En outre, chez les malades d'Alzheimer, la concentration de cette protéine REST diminue drastiquement dans certaines zones du cerveau telles que le cortex préfrontal et l'hippocampe, responsables de l'apprentissage, de la mémoire et de l'organisation.

"Nos travaux montrent qu'il existe probablement un ensemble de protéines anormales associées à la maladie d'Alzheimer et d'autres maladies neurodégénératives mais que cela ne suffit pas à provoquer la démence car cette dernière n'apparait finalement que si le patient présente en plus des altérations dans le système de défense de son cerveau", souligne le professeur Bruce Yankner qui a dirigé ces recherches.

Selon ces chercheurs, un niveau élevé de protéine REST permettrait à une personne de résister à la maladie d'Alzheimer et il serait possible d'activer ce gène qui code la production de la protéine REST pour restaurer la capacité de résistance du cerveau et retarder sans doute de plusieurs années l'apparition de la maladie d'Alzheimer.

La ligne entre l'entrainement du cerveau et la surface n'est pas claire

La ligne entre l'entrainement du cerveau et la surface n'est pas claire 



Travailler sur votre cerveau aide à construire de nouveaux réseaux de neurones et active des facteurs de croissance neuronaux positifs, dit-il. Ces activités ne sont probablement pas les mêmes que l'activité cérébrale délétère, qui se manifeste dans des choses comme les contractions musculaires, les changements d'humeur, les convulsions, la maladie d'Alzheimer, le trouble bipolaire et d'autres troubles neurologiques.

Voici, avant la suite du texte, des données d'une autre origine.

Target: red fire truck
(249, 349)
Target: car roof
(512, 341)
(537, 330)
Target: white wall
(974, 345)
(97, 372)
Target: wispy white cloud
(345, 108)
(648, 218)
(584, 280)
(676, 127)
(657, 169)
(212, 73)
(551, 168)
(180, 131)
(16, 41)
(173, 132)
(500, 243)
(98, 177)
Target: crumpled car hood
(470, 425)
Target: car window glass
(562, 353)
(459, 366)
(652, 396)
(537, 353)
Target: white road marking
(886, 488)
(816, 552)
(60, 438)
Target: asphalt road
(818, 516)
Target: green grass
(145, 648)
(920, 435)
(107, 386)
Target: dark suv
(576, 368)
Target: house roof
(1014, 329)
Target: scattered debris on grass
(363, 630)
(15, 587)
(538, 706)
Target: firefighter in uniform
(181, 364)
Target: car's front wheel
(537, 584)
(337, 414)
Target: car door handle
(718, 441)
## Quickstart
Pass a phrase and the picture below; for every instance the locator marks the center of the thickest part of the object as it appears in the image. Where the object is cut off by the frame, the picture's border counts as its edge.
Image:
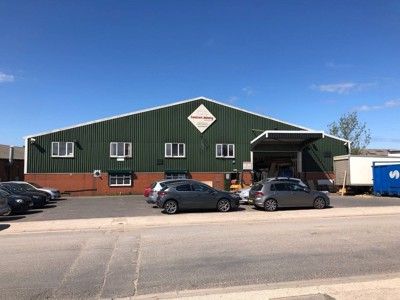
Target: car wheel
(270, 205)
(319, 203)
(224, 205)
(171, 207)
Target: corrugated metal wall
(149, 131)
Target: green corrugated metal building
(198, 138)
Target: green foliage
(350, 128)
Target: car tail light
(147, 191)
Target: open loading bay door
(279, 152)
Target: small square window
(225, 150)
(62, 149)
(175, 150)
(120, 149)
(120, 179)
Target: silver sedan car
(273, 194)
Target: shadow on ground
(4, 226)
(207, 211)
(11, 218)
(293, 208)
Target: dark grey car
(195, 195)
(273, 194)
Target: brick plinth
(84, 184)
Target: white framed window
(62, 149)
(120, 179)
(225, 150)
(120, 149)
(175, 150)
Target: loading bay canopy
(285, 140)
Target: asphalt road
(131, 206)
(153, 260)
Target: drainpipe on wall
(10, 161)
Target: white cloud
(387, 104)
(233, 99)
(6, 77)
(342, 88)
(248, 91)
(333, 65)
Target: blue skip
(386, 178)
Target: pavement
(239, 216)
(351, 288)
(135, 206)
(338, 257)
(336, 253)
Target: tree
(350, 128)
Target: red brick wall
(13, 172)
(81, 184)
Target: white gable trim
(173, 104)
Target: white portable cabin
(357, 168)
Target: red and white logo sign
(201, 118)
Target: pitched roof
(18, 152)
(172, 104)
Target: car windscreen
(183, 188)
(257, 187)
(11, 188)
(4, 193)
(35, 185)
(25, 187)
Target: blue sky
(305, 62)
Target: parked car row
(17, 197)
(270, 194)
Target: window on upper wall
(120, 149)
(225, 150)
(120, 179)
(175, 150)
(62, 149)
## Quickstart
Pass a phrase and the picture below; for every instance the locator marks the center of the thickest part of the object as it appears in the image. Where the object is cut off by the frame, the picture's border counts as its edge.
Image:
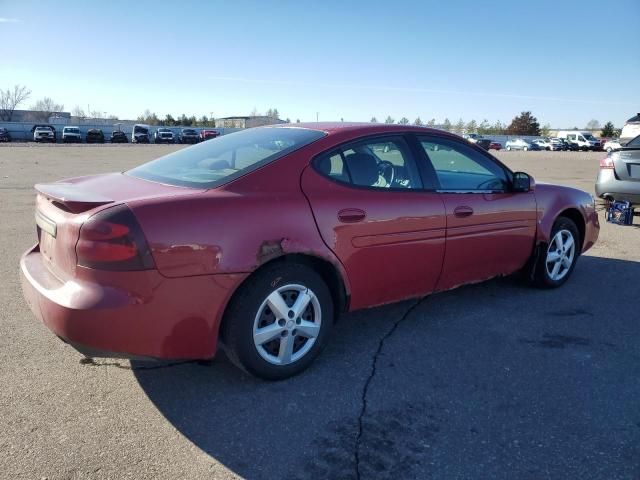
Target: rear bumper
(607, 185)
(129, 314)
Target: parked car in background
(44, 133)
(118, 136)
(472, 137)
(207, 134)
(631, 129)
(71, 135)
(188, 135)
(619, 175)
(95, 135)
(520, 144)
(483, 142)
(583, 139)
(163, 135)
(132, 280)
(5, 136)
(140, 134)
(612, 144)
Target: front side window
(225, 158)
(460, 168)
(383, 162)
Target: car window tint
(218, 161)
(460, 168)
(377, 163)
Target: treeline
(150, 118)
(523, 124)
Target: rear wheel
(556, 262)
(279, 321)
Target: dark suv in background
(5, 136)
(188, 135)
(118, 136)
(95, 135)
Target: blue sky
(566, 61)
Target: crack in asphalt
(372, 373)
(91, 362)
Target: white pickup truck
(44, 134)
(71, 134)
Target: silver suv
(71, 134)
(44, 134)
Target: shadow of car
(438, 377)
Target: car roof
(361, 127)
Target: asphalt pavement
(496, 380)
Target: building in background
(247, 122)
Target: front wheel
(557, 261)
(279, 321)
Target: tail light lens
(606, 162)
(113, 240)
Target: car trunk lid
(627, 164)
(62, 208)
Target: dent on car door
(490, 230)
(372, 210)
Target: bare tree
(10, 99)
(78, 112)
(43, 109)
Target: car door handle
(351, 215)
(463, 211)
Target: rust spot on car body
(270, 249)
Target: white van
(140, 134)
(630, 130)
(584, 139)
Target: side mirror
(523, 182)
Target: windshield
(218, 161)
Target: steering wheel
(387, 170)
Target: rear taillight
(113, 240)
(606, 162)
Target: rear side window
(379, 163)
(460, 168)
(225, 158)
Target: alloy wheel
(560, 255)
(287, 324)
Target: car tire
(267, 301)
(557, 259)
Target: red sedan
(207, 134)
(260, 239)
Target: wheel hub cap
(287, 324)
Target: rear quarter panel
(235, 228)
(553, 200)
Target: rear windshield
(225, 158)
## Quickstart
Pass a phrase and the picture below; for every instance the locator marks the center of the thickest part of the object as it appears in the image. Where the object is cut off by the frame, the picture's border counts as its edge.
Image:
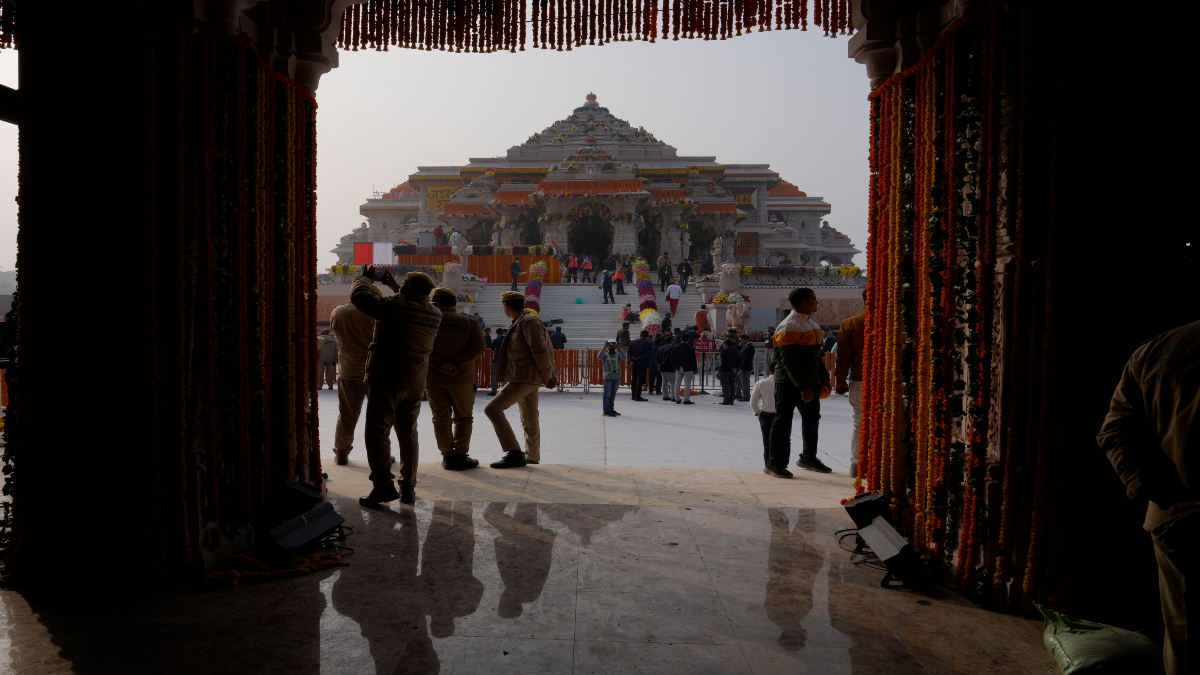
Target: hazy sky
(789, 99)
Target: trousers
(349, 406)
(856, 404)
(453, 407)
(787, 399)
(639, 382)
(1180, 639)
(525, 396)
(327, 374)
(669, 387)
(765, 420)
(684, 378)
(727, 387)
(393, 405)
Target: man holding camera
(406, 327)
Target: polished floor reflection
(503, 587)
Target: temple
(595, 184)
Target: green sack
(1081, 646)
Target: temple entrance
(591, 236)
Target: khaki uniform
(1153, 441)
(460, 341)
(354, 330)
(525, 364)
(396, 366)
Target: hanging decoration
(501, 25)
(931, 227)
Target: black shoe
(379, 495)
(778, 472)
(513, 459)
(813, 465)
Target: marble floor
(550, 569)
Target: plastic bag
(1081, 646)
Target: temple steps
(588, 324)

Yankner ne tarde pas à avertir les gens de sauter le pistolet autour des résultats de l'étude. Sans essais cliniques contrôlés, il est impossible de tirer des conclusions sur les humains et la façon dont ces recherches s’appliquent à nos vies. Et il est préoccupé par le fait que les résultats, comme certaines autres recherches dans le domaine de l'anti-âge, n'éclipsent pas les pratiques que les scientifiques et les cliniciens soutiennent fermement pour ralentir le vieillissement.

«Ce qui se perd parfois dans la couverture de la recherche sur le vieillissement, ce sont les quelques choses que vous pouvez faire pour lesquelles il existe des preuves solides qui sont bonnes pour le vieillissement», explique Yankner. Il fait référence à un régime méditerranéen pauvre en graisses saturées et en glucides raffinés, faisant de l'exercice aérobie et restant mentalement sain en prenant soin du stress, de l'anxiété et de la dépression.

L'étude n'est cependant pas définitive. Au lieu de cela, c'est un point de départ pour d'autres recherches sur le fonctionnement exact de ces voies de signalisation dans le corps et sur les activités ou les thérapies qui peuvent augmenter ou atténuer l'excitation neurale. Il y a plus de questions que de réponses à ce stade.

Yankner espère que la recherche future se concentrera sur la protéine REST et éclairera davantage son rôle chez l'homme. Finalement, le ciblage de la protéine REST et la suppression de la surexcitation dans le cerveau pourraient potentiellement conduire à de nouvelles thérapies, médicaments et interventions sur le mode de vie.

Il est peu probable que les scientifiques développent un «supplément REST» ou une pilule magique pour prolonger la durée de vie. Et Yankner met en garde les gens contre toute entreprise qui se commercialise en tant que telle.

«Le danger que les gens sortent et poursuivent la dernière mode des suppléments est que, vous savez, pour le petit déjeuner, ils prennent quelques suppléments et ils pensent:« Oh, je vais bien maintenant; Je n'ai pas besoin d'aller au gymnase. Je peux manger un hamburger et des frites pour le déjeuner parce que j'avais mon supplément, "sans réaliser que leur supplément ne fera probablement rien et que leur mode de vie est ce qui va les tuer."

Ce sont peut-être les choix quotidiens à petite échelle, soutenus par des décennies de recherche anti-âge, qui feront la différence.